Dieser Zustand und auch die Neu-Interpretation der Ereignisse der 90er Jahre, die in der Zwischenzeit als "Verteidigung der Freiheit, Wahrheit und der nationalen Rechte der Serben in der Republika Srpska" gedeutet wurden, bleiben die Haupthürde, wenn es um die staatliche Konsolidierung Bosnien und Herzegowinas geht. Leider führt die historische Manipulation auch dazu, dass sich in Serbien bereits eine Deutung des bosnischen Krieges festgesetzt hat, die im Gegensatz zur historischen Wahrheit steht. Und das trotz der Tatsache, dass die meisten Urteile des Internationalen Strafgerichtshofs für das ehemalige Jugoslawien gegen Serben wegen Verbrechen an Bosniaken (bosnischen Muslimen) ergingen.
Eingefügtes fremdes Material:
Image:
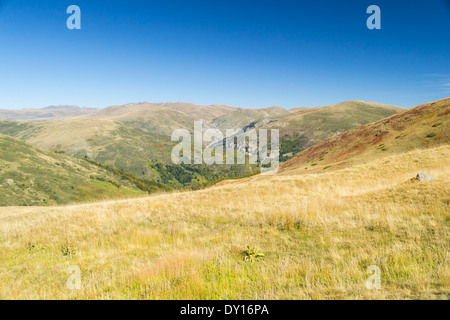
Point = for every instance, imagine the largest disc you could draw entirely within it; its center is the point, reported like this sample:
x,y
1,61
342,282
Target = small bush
x,y
252,254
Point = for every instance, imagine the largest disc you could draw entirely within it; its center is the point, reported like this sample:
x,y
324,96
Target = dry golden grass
x,y
319,233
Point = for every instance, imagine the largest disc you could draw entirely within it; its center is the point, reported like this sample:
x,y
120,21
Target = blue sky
x,y
243,53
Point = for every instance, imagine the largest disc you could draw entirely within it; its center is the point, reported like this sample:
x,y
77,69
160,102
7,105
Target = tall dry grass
x,y
319,234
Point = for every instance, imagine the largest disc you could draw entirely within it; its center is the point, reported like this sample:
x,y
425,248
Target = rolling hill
x,y
32,177
424,126
135,137
323,231
109,142
44,114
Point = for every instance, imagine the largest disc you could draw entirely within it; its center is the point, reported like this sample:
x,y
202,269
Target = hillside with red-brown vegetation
x,y
424,126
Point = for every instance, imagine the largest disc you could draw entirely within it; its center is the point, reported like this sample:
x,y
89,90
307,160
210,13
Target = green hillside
x,y
29,176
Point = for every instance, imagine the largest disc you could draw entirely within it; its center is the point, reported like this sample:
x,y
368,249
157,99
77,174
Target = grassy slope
x,y
322,122
105,141
424,126
29,176
319,231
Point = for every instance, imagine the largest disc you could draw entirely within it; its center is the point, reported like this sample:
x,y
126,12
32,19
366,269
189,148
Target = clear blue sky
x,y
247,53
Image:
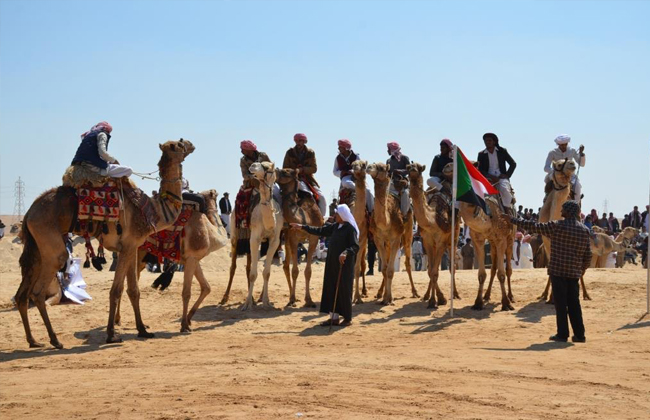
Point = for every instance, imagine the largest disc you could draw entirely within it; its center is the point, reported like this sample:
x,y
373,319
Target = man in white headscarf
x,y
563,151
341,255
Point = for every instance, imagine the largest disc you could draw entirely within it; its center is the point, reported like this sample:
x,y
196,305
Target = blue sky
x,y
370,71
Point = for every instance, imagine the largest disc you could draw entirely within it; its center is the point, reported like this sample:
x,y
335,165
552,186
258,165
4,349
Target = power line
x,y
19,195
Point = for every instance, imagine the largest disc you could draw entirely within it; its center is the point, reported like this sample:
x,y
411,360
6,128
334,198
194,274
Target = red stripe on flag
x,y
478,176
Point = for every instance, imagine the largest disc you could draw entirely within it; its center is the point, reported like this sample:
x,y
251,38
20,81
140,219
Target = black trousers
x,y
566,294
372,254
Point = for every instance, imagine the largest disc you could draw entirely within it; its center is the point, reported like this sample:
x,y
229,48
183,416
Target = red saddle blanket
x,y
167,243
99,204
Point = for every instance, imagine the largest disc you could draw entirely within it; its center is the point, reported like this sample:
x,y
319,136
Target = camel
x,y
389,227
203,234
601,246
358,208
436,234
501,236
52,214
563,170
266,223
304,211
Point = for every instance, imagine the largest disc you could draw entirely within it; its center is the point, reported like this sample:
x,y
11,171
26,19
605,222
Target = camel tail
x,y
29,259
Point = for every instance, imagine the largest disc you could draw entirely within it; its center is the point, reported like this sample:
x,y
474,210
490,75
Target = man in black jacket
x,y
492,164
225,209
439,163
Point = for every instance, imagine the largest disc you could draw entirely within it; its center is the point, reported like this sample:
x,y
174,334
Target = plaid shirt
x,y
570,245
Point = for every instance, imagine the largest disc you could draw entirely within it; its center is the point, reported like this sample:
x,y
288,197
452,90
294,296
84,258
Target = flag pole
x,y
452,250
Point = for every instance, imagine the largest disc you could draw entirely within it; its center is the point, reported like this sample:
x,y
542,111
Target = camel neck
x,y
170,197
423,213
381,196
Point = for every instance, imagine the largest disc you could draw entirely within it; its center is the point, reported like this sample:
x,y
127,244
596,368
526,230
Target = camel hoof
x,y
113,339
145,334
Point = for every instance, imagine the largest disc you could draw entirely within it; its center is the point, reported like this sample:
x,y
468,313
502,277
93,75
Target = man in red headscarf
x,y
92,153
303,160
439,163
397,169
343,170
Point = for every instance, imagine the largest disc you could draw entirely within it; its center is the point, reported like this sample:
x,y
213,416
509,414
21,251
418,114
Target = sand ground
x,y
400,361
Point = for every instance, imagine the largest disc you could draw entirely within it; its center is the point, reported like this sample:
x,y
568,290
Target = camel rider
x,y
252,155
563,151
397,170
492,164
92,152
343,170
303,160
439,163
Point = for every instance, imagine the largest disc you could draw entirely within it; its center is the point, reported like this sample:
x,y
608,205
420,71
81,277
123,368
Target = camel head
x,y
415,170
210,197
177,150
285,176
566,167
359,168
263,172
629,233
378,171
448,171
Die Ignoranz gegenüber diesen Gerichtsurteilen und den vorliegenden Beweisen zum Bosnien-Krieg verschlechtern die Beziehungen des Landes zu Serbien, insbesondere aber auch die Beziehungen zwischen Serben und Bosniaken. Das ist aus mehreren Gründen gefährlich, nicht nur für den Bestand Bosnien und Herzegowinas, sondern auch für die demokratische und europäische Zukunft Serbiens.
Alle bisherigen Bemühungen der Europäischen Union und der deutschen Bundeskanzlerin Angela Merkel um die Lösung dieser Krise sind am Widerstand des amtierenden serbischen Präsidenten Alexandar Vucic gescheitert, aber auch an dem der serbischen Eliten, weil diese immer wieder die "Republika Srpska" als Faustpfand benutzen.
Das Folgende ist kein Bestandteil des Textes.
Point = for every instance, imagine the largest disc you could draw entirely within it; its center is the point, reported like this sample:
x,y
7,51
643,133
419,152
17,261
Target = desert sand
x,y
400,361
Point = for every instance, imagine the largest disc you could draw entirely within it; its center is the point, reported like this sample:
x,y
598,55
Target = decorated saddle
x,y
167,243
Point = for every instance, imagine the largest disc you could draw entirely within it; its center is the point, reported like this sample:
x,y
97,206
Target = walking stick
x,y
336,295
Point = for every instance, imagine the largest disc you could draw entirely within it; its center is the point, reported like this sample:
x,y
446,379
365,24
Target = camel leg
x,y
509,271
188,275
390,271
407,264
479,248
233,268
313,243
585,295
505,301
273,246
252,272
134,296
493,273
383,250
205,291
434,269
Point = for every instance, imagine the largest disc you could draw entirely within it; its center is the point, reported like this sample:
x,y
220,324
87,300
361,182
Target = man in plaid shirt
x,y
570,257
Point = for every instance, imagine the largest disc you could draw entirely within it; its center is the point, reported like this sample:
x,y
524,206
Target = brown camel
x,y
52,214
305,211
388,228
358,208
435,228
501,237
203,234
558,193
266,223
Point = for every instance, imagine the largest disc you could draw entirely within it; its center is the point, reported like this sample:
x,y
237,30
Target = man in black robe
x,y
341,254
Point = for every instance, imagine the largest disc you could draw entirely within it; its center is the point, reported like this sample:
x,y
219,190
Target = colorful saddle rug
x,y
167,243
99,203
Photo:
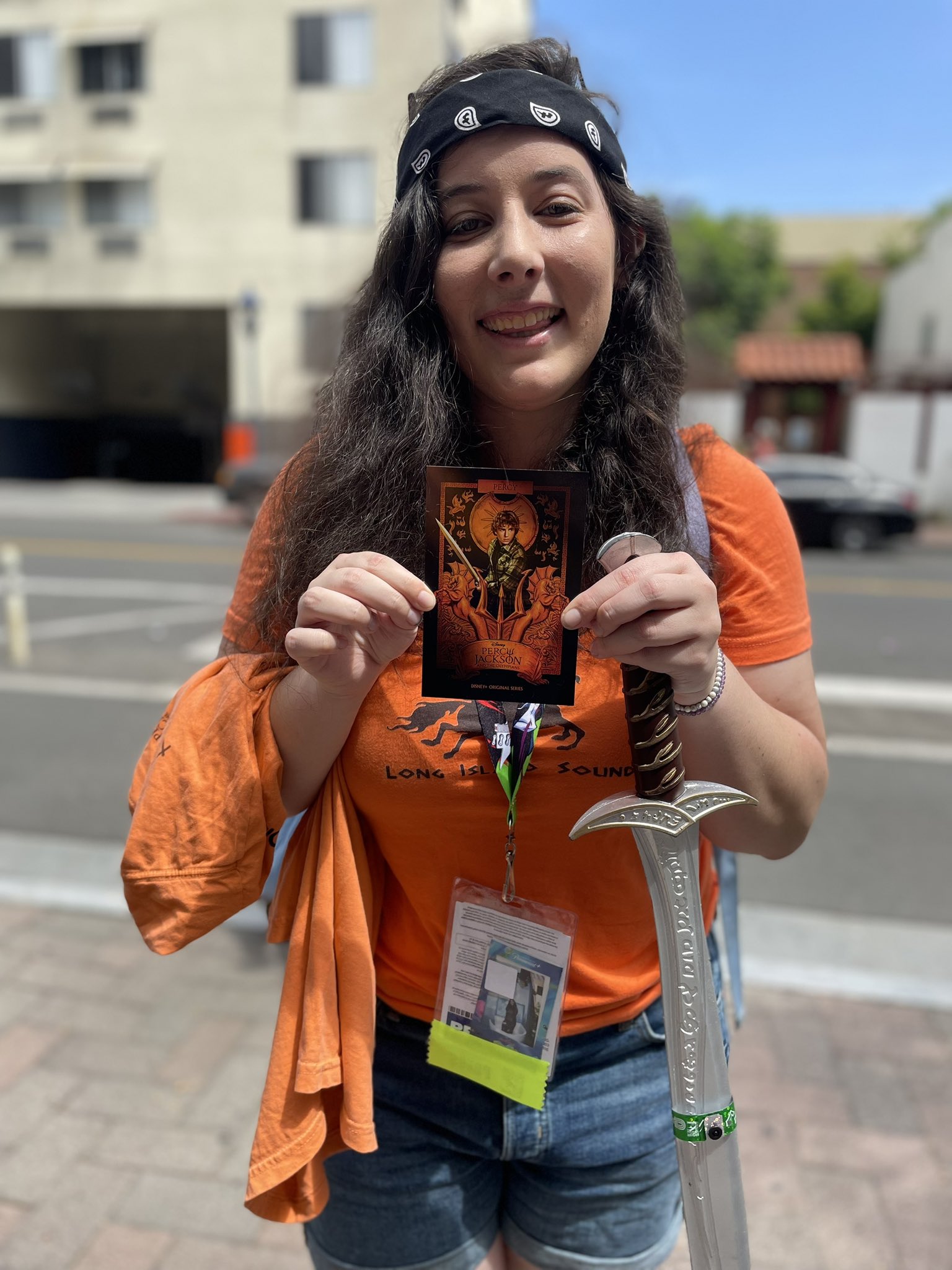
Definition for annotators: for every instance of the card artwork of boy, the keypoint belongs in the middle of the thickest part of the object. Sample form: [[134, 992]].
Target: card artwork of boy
[[507, 558]]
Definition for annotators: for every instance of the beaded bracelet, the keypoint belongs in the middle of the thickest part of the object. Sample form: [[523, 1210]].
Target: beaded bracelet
[[714, 696]]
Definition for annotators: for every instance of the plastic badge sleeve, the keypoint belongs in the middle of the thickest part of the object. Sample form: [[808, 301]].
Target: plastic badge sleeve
[[501, 990]]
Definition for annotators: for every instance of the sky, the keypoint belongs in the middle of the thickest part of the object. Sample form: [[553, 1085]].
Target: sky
[[767, 106]]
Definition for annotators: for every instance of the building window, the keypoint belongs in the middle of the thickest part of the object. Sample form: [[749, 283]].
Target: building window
[[36, 203], [111, 68], [927, 335], [27, 66], [324, 329], [117, 202], [334, 48], [335, 190]]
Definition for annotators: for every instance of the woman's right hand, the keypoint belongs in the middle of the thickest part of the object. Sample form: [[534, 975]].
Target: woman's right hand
[[355, 619]]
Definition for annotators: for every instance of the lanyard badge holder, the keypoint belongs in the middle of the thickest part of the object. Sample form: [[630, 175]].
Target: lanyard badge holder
[[506, 959]]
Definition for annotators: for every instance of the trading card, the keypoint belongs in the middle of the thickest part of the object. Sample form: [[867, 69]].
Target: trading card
[[503, 559]]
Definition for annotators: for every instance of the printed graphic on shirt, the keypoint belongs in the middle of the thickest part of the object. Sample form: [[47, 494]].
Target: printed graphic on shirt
[[447, 724], [503, 559]]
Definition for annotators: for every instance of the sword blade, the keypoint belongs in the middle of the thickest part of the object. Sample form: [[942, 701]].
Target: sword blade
[[710, 1169], [459, 551]]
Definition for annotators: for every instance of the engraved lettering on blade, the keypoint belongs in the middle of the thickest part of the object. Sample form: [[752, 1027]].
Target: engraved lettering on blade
[[685, 945], [545, 115]]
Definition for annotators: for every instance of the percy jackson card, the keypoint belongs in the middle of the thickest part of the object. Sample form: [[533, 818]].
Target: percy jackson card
[[503, 559]]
Bosnien und Herzegowina als stabiler Staat
Um dem Land eine langfristige stabile Perspektive bieten zu können, muss zunächst einmal strikt festgelegt werden, dass es keine Grenzverschiebungen in der Region geben darf. Der Einfluss Serbiens und auch Kroatiens kann nur so gemindert werden. Erst wenn das gesichert ist, können sich die drei großen Bevölkerungsgruppen Bosnien und Herzegowinas - Serben, Kroaten und Bosniaken - der politischen Gestaltung ihres Landes widmen. Ein guter Anfang in diesem Sinne wäre es, wenn sich die Europäische Union stärker in Bosnien und Herzegowina engagieren würde und die europäischen multinationalen Militärverbände (EUFOR) dort aufstocken würde - um Konflikte, die weiterhin eine Gefahr darstellen, zu verhindern.
Sonja Biserko zählt zu den bekanntesten Menschenrechtsaktivistinnen Serbiens. Seit 1994 ist sie Präsidentin des Helsinki Komitees in ihrem Land.